Prof. Dr. İhsan Süreyya Sırma
1960 yılı Mayıs ayının son günleri; karnemi almış, sevinçle Siirt’ten Pervari’ye gidiyordum. Tam da o günlerde, Türkiye karışıyor, henüz darbe-marbe nedir bilmediğimden, gazetelerin yazdıklarına ve devletin radyosunun anlattıklarına inanarak, “bir gençlik hareketi” diye lanse edilen 27 Mayıs 1960 askerî darbesini çocuk aklımızla alkışlıyorduk/alkışlatıyorlardı. Başta Başbakan Adnan Menderes olmak üzere Devleti idare edenler hain(!) olduklarından ordu darbe yapmış, “gençleri fırınlarda yakan(!)” Başbakanı ve diğer hükûmet üyelerini tutuklayarak bir adaya/Yassı adaya götürmüşler! diye radyolardan bas bas bağırıyorlardı.
Pervari’de
de Kaymakamın yerine, karakol komutanı, kazanın idaresini eline almıştı. Herkes
büyük bir korku içerisinde olduğundan, hiç kimse olup-bitenden konuşamıyor;
darbenin aleyhinde konuşanlarsa hemen derdest edilerek götürülüyordu. Küçük
memurlardan çekinilmediğinden, onlara dokunulmadı. Çünkü onlar da alınsa,
devletin bürokrasi işlemleri nasıl yürütülecekti!? Mamafih birkaç ay geçmeden
rahmetli babamı da, o zamanlar Siirt’e bağlı olan Beşiri kazasına sürgün
ettiler…
Her
neyse Siirt’ten Pervari’ye gidişimin ilk günleriydi. Bir-iki hafta geçtikten
sonra, yani 1960 yılının Temmuz sonları bir Pazar günü tellal vasıtasıyla herkes
Belediye bahçesine çağrıldı.
O
zamanlar Pervari’nin çok güzel bir “Belediye bahçesi” vardı. Rahmetli Muhsin
Çavuş, yani o zamanki belediye zabıta memuru Muhsin Human, Belediyenin
bahçesini/parkını öyle güzel çiçeklerle süslemişti ki, Siirt’ten bile onu
özlüyordum.
Bahsettiğim
o günlerde, Pervari’de hoparlör diye bir şey olmadığından, ilanları, rahmetli Sofi
Felit yapıyordu. Sofi Felit, İsmet İnönü zamanından beri Pervari’nin büyük
camisinin müezziniydi. Hayal-meyal onun Türkçe ezan okuduğunu hatırlıyor
gibiyim. Zavallı Sofi Felit bir-iki kelimeden fazla Türkçe
bilmediğinden, Türkçe ezanı zor ezberletmişlerdi… Ve Sofi Felit, okuduğu ezanın
büyük bir kısmını anlamıyor, “Tanrı” yerine “Tanli”, “Uludur”
yerine de “ulidur” şeklinde okuyordu.

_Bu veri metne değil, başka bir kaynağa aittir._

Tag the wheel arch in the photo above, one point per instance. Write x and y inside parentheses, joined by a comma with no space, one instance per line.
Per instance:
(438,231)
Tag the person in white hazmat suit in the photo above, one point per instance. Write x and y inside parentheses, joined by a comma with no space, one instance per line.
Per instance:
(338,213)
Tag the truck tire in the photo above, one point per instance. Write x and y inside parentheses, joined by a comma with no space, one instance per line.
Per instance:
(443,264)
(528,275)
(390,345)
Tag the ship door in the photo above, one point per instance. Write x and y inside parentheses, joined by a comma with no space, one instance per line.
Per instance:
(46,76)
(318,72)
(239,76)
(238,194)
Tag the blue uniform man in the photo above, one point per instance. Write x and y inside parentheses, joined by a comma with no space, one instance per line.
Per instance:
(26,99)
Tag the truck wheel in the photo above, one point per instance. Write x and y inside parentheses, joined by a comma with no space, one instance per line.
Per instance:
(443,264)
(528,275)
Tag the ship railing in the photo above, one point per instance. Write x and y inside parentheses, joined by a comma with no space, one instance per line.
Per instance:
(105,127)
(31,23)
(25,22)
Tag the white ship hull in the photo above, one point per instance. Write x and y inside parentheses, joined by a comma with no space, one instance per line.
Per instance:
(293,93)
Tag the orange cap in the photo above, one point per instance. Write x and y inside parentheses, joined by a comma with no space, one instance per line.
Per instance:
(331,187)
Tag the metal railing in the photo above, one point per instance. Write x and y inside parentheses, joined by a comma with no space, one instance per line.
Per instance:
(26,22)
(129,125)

Gerçi Sofi Felit’in yerine
Pervari’de kim Ezan okusa, muhtemelen aynı şekilde okuyacaktı. Mamafih Ezanın
bu şekilde okunacağını, Sofi Felit’ten başka okuyabilen de yoktu[1].

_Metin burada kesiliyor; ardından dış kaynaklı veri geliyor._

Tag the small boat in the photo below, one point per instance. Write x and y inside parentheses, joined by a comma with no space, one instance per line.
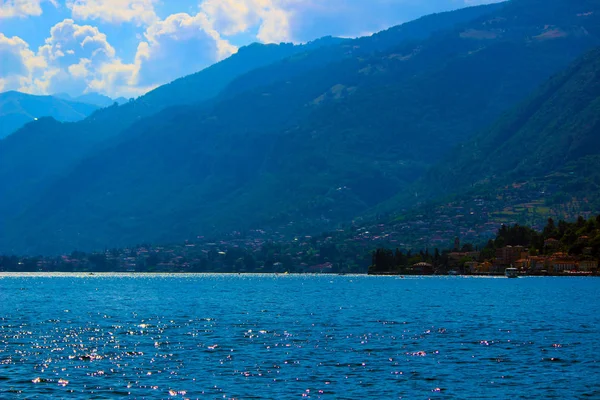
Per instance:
(511,272)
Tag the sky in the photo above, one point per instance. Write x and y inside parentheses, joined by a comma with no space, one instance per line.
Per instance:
(128,47)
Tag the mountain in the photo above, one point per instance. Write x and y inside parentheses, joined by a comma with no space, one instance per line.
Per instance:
(17,109)
(302,142)
(43,150)
(556,129)
(93,98)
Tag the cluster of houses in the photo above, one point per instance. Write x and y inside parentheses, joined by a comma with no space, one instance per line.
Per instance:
(551,263)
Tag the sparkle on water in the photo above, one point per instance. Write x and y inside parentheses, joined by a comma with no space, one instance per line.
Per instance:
(249,336)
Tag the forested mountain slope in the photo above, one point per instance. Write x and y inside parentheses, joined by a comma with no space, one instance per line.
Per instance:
(324,144)
(556,127)
(17,109)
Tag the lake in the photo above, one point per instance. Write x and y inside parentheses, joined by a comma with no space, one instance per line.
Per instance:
(292,336)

Kur’an okumanın bile yasak olduğu o günlerde, kim cesaret edip Arapça ezan
öğrenmeye cesaretini gösterebilirdi ki? Bu iğrenç korkudan dolayı medreselere
de gidilemiyor, Arapça olan hiçbir şeyin öğrenilmesine müsaade edilmediği gibi,
buna tevessül edenler de en ağır şekilde cezalandırılıyorlardı[2].
Her
neyse; Pervari’ye gidişimin üçüncü haftası Pazar günü sabah erken Sofi Felit’in
sesi duyuldu:
-
Ey millet! Komitan emir virmiş; herkes
Belediye Bahçesi gelecek! Kim gelmesse ceza verecek!
Bunları
söyledikten sonra, ardından da Kürtçe bağırıyordu:
-
Geli Mıllet! Bıla xel ĥemi bȇne baxça
belediyé! Ĥeçi neyé wé ceza bıdené!
Millet
Belediye bahçesine akın akın gitmeye başladı. Kim gitmemezlik edebilirdi ki!
Ben
de merak ettiğimden, mecburen oraya gidecek olan babamın elini tutarak
beraberce Belediye bahçesine gittik.
Herkes
toplandıktan sonra, ne dediklerini tam hatırlayamadığım Karakol Komutanı
konuşmaya başladı:
-
Beni iyi dinleyin ey millet! Hepinizin
bildiği gibi, Şanlı ordumuz darbe yaparak “katil hükümet”i alaşağı etti
ve Devletin idaresini eline aldı. Tabi ki herkesin yeni hükümete, yani orduya
yardım etmesi gerekir. Yardım edenler ve etmeyenler Ankara’ya bildirilecek;
yardım etmeyenler de cezalandırılacaklardır! Ona göre hareket edin! Para veya
parmağınızdaki yüzükleri vereceksiniz!
Korku
içinde ne yapacağını bilemeyen ve CHP döneminde Hükümetten yeteri kadar zulüm
gören zavallı halk, korkularından ellerini ceplerine atmaya başladı. Kimin ne
parası vardı ki!
Cebinde
bir şey olanlar para veriyor; parası olmayan da parmağındaki evlilik yüzüğünü
götürüp teslim ediyordu. Küçük kafamla, “Devlete yardım ediliyor; ne güzel! diye
kendi kendime mırıldanıyordum.
O
arada “acaba babam ne yapacak?” diye merak edip ona baktım. Muhtemelen
cebinde komutanı memnun edecek kadar para yoktu ki, istemeye istemeye yakut
taşlı evlilik yüzüğünü masa üzerindeki kutunun içerisine koyuverdi…
Bu
gönülsüz törenden eve dönerken babamla konuşmaya cesaret edemedim. Evlilik
yüzüğü gaspedilmişti…
Muhtemelen
bazı okuyucular bu anlattığımı mübalağa görüp inanmayacaklar. Ama bu
inanmayanlar, CHP’li olmamak şartıyla ben yaştaki insanlara sorsunlar da 27
Mayıs 1960 askerî darbesinin ve ondan sonraki bütün askeri darbelerin Türkiye’ye
neler kaybettirdiğini öğrensinler…
1 Türkçe Ezan ile ilgili annemin
bana ezanla ilgili anlattığı hazin ve korkunç olayı da yeri gelmişken zikretmek
isterim. Şöyle anlatmıştı rahmetli annem: “Oğlum! Sen 3-4 yaşlarındaydın. Bir
gece yarısı evimizin arkasındaki kayalıklardan Arapçaya benzeyen bir ses geldi.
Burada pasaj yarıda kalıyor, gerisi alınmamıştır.